Why update in place: action callbacks already create the visible assistant turn for many runtime flows; attaching the history there avoids duplicate assistant bubbles.

Read path

When /api/conversations/:id/messages reloads persisted messages, it reconstructs the visible transcript by:

  1. taking every historical callback line except a trailing duplicate of the final text
  2. appending the final text as the last visible paragraph

That means a reloaded conversation shows the same status trail + final outcome users saw while the callback stream was live.

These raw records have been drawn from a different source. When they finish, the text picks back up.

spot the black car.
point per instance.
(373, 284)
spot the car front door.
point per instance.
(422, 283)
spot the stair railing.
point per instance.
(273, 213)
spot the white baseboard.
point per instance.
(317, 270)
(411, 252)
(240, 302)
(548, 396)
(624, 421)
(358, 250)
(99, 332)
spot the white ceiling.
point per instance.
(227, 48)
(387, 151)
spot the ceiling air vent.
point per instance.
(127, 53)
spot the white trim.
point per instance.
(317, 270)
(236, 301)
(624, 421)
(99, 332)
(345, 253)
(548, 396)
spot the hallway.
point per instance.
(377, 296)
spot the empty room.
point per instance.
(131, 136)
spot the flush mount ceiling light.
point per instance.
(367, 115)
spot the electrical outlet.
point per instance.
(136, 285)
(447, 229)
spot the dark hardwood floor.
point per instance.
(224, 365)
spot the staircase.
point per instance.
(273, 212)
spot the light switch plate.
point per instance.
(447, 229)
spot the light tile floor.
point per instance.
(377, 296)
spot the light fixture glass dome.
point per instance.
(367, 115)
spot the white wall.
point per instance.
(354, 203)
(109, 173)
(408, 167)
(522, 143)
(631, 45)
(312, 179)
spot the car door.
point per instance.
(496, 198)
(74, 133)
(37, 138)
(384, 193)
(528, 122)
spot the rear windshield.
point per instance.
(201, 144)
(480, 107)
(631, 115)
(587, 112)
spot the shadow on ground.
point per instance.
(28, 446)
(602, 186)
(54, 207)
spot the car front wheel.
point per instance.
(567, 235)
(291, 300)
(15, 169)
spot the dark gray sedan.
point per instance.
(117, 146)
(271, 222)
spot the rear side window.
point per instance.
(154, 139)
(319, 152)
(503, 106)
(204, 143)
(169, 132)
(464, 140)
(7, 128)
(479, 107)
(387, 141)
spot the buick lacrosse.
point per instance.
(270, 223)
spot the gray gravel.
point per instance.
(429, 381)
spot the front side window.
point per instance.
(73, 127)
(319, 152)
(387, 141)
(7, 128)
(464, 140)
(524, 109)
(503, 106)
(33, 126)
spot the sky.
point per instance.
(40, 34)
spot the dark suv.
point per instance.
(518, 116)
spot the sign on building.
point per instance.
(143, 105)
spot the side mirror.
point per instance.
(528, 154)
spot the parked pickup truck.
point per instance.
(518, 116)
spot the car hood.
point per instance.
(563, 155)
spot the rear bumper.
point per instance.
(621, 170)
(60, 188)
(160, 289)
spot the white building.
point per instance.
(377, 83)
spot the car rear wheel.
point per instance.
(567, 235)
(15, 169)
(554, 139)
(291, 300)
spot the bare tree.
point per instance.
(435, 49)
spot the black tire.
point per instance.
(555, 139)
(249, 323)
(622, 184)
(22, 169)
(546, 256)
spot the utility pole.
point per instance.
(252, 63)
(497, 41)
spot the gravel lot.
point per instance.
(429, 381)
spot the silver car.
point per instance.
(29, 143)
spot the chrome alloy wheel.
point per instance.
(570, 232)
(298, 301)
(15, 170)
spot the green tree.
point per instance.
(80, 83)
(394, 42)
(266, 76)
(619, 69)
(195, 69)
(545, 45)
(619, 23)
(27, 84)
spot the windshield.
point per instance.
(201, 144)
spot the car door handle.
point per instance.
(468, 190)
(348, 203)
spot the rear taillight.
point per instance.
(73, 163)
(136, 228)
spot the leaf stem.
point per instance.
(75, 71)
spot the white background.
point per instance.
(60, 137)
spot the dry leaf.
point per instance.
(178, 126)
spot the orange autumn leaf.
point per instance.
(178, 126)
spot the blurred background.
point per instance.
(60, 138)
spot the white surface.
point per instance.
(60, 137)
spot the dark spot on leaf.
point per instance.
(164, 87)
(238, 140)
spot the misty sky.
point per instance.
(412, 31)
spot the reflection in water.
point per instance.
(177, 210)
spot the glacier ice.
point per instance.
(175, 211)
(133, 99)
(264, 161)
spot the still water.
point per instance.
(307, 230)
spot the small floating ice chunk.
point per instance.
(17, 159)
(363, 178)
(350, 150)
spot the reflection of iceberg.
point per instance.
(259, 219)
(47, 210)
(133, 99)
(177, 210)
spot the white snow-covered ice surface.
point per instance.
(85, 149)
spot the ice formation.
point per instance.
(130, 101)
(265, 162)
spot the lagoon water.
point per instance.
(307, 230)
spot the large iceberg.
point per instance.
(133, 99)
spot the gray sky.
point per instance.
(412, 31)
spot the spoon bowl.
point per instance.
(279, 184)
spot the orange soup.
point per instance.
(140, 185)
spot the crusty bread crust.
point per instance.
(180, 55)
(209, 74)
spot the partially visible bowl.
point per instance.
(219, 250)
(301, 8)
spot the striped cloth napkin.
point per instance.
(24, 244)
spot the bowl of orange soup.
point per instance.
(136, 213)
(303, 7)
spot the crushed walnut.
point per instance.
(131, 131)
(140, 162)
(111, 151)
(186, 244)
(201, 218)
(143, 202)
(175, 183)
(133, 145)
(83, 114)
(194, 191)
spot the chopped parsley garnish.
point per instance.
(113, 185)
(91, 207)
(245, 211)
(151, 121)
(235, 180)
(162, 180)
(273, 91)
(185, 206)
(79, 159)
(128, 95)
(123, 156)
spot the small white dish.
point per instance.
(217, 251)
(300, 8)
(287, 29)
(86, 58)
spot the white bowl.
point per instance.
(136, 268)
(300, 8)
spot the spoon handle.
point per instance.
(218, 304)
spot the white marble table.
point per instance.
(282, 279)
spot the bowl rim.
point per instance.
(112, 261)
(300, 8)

  • Implementation: eliza/packages/agent/src/api/chat-routes.tsreplaceCallbackText, preCallbackText, actionCallbackHistory.
  • Persistence + replay: eliza/packages/agent/src/api/conversation-routes.ts.
  • Example helper: eliza/plugins/plugin-music-player/ (submodule -- check that it is initialized).
  • UI streaming: Dashboard — Chat (SSE / typing indicator).
  • Changelog: Changelog — search for “action callback” or the ship date.

Future / roadmap

Possible follow-ups:

  • Optional metadata to distinguish replace vs append callback semantics if a real plugin needs both within one turn.

See docs/roadmap.md in the repository for high-level product direction.